When the whole hill shall have been properly washed, the contained reefs will present this wall-like appearance. The dimensions are ten feet long by the same height and half that thickness, and the slope shows an angle of 40º. We passed onwards to the top of the ridge, winding among the pits and round holes sunk by the native miners in order to work the casing of the reef. One of these, carefully measured, showed 82 feet. About sixty yards to the north-north-east we reached the crest of what Mr. Ross calls 'Ponsonby Hill.' He notices that the strike of the quartz, which shows visible gold, is from north-north-east to south-south-west, and its underlie to the south-east is at the ratio of one inch in twelve. Cameron found that near the head of the descent, 120 feet to the plain below, three, and perhaps four lodes meet. The true bed, with a measured thickness of 157 feet, strikes north 22º east, the western 355º, and the eastern north 37º east (true). All radiate from one point, a knot which gives 'great expectations.' The natives have opened large man-holes in search of loose gold, and here, tradition says, many nuggets have been found. A greater number will come to light when the miners shall dig the 'blind creek' to the east, and when the roots of the secular trees crowning the summit shall be laid bare by the hose. I would wash down and sluice the whole of the Akankon ridge.

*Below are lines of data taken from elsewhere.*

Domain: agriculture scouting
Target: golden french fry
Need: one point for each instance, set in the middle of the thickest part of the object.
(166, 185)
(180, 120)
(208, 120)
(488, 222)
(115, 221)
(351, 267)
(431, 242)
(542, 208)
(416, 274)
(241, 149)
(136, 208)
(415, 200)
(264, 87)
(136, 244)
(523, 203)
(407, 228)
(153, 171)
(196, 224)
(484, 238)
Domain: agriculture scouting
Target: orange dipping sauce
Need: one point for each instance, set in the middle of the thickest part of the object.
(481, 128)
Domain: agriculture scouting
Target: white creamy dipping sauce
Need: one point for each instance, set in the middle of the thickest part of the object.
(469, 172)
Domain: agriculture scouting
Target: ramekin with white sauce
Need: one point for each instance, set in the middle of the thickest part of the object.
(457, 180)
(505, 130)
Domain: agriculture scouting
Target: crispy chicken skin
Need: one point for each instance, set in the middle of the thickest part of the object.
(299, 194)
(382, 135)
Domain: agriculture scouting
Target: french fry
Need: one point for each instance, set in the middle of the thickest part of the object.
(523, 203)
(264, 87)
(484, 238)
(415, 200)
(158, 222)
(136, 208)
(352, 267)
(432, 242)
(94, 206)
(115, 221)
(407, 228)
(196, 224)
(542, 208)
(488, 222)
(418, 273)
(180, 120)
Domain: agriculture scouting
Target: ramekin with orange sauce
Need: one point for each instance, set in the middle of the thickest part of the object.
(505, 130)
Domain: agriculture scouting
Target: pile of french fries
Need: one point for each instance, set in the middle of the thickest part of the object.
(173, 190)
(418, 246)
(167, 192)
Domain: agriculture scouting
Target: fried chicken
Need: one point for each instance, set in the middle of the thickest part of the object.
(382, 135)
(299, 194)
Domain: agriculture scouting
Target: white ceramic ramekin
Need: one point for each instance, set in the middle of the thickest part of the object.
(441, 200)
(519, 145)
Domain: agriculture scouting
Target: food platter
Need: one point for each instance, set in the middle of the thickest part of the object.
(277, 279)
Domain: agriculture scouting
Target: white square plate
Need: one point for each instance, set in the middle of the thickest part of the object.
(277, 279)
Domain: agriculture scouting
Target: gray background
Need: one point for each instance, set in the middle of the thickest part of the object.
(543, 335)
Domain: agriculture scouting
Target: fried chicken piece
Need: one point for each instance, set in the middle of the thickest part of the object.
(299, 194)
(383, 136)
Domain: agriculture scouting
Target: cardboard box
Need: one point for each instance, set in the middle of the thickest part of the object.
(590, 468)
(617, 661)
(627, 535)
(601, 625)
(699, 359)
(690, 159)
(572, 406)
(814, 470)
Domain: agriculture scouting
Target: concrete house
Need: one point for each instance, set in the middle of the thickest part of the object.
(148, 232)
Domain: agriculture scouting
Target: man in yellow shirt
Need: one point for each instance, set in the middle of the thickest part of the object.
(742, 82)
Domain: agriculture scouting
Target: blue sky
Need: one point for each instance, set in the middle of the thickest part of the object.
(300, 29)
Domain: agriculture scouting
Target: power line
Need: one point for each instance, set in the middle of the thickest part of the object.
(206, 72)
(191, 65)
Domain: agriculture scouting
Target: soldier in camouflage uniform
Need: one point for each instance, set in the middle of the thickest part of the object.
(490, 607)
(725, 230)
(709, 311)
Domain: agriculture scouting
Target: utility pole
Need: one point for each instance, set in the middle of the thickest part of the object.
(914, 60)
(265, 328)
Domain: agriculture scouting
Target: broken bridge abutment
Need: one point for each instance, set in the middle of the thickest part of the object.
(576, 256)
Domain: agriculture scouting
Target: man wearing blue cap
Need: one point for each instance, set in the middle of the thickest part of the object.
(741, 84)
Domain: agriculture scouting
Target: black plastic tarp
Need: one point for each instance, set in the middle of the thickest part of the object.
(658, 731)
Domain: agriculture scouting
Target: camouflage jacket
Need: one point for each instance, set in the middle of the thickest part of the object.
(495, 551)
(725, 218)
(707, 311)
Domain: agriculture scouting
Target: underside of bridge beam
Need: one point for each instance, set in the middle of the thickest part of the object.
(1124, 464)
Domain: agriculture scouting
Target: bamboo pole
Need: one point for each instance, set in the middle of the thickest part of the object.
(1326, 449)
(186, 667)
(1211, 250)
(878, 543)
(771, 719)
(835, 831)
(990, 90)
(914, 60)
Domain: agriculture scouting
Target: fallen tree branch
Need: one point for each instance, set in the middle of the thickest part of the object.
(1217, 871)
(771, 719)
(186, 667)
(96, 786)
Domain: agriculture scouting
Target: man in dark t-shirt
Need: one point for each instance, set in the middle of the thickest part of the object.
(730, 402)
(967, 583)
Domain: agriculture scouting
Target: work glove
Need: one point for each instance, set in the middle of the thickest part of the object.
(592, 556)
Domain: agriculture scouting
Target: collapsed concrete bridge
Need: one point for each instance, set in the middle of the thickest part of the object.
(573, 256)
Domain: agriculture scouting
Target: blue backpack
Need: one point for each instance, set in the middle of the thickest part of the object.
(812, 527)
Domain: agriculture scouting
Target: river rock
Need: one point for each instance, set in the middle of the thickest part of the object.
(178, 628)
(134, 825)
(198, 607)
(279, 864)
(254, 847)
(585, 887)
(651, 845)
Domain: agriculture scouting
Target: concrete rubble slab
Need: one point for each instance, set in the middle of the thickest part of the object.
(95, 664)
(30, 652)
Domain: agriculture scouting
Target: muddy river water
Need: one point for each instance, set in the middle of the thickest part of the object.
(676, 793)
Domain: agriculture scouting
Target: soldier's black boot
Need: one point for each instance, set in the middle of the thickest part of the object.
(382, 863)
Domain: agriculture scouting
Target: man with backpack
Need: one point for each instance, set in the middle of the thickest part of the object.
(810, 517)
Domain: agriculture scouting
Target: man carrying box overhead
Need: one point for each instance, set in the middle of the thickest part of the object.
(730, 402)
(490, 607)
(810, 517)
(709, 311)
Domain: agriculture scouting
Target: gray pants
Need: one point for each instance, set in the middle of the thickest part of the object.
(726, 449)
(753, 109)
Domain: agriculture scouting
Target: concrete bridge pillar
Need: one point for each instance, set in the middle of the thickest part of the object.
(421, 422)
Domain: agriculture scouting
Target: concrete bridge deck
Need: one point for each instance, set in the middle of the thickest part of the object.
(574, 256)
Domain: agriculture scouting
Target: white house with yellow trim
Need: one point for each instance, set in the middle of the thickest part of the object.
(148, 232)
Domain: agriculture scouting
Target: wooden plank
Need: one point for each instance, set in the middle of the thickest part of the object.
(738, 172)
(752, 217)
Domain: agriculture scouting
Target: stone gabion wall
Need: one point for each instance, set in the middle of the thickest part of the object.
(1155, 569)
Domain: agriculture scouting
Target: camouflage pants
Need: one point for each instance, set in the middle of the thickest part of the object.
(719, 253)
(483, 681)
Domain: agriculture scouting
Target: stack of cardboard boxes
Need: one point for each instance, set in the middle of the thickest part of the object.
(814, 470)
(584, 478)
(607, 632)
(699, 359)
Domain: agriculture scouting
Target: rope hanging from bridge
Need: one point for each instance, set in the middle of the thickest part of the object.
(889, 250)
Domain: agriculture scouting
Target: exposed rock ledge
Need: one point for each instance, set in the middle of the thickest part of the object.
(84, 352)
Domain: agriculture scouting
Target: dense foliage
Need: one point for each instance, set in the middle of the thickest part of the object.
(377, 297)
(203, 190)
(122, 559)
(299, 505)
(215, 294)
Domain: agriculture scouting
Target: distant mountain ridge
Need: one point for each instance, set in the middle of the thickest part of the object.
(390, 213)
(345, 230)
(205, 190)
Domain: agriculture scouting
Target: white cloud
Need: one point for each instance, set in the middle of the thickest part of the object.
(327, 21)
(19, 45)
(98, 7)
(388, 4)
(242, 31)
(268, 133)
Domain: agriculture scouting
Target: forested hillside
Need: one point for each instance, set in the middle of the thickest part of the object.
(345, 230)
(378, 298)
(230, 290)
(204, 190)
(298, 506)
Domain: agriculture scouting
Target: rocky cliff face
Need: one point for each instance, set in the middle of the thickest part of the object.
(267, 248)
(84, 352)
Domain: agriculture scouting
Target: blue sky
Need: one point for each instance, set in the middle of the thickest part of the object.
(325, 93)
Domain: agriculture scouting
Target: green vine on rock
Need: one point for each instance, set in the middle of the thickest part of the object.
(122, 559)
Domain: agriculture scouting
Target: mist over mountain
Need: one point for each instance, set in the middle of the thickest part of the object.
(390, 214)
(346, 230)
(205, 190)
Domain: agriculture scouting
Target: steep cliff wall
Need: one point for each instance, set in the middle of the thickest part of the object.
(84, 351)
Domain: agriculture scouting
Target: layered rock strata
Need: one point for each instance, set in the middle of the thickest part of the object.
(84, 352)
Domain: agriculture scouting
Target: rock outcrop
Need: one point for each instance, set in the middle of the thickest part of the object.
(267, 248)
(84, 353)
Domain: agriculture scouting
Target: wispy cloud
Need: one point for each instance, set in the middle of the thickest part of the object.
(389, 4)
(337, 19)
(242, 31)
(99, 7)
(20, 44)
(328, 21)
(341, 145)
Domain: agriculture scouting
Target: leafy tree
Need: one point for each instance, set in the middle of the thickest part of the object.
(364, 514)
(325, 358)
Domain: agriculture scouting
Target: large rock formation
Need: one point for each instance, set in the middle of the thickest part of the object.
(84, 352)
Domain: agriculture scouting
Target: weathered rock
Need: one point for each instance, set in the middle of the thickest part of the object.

Next day we proceeded to inspect two other reefs lying to the south-west and to the south-east. The first, Asan-kumá(?), lies a few yards from Granton, on the left of the path leading to our landing-place. The ground was covered with deep bush, and painfully infested with the Nkran, or enkran, [Footnote: Anglicè the 'driver,' a small black formica which bites severely, clears out houses, destroys the smaller animals, and has, it is said, overpowered and destroyed hunters when, torpid with fatigue, they have fallen asleep in the bush. The same horrible end, being eaten alive, atom by atom, has befallen white traders whose sickness prevented their escape. 'Accra,' which calls itself Ga, is known to the Oji-speaking peoples as 'Enkran,' and must be translated 'Land of Drivers,' not of White Ants.] which marched in detached but parallel lines. It rises gently in slopes of yellow clay towards the west, and doubtless it covers quartz-reefs, as the lay is the usual meridional. The talus, pitted with the shallow pans called 'women's washings,' shows signs of hard work, probably dating from the days when every headman had his gang of 'pawns' and slaves. Rising at the head of the creek, itself a natural gold-sluice, its bed and banks can carry any number of flumes, which would deposit their precious burden in cisterns near the river. I need hardly say they must be made movable, so as to raise their level above the inundation. Here the one thing wanted would be a miner accustomed to 'hydraulicking' in California or British Columbia, Australia or South Africa. I hope that the work will not be placed in inexperienced hands, whose blunders of ignorance will give the invaluable and infallible process a bad name.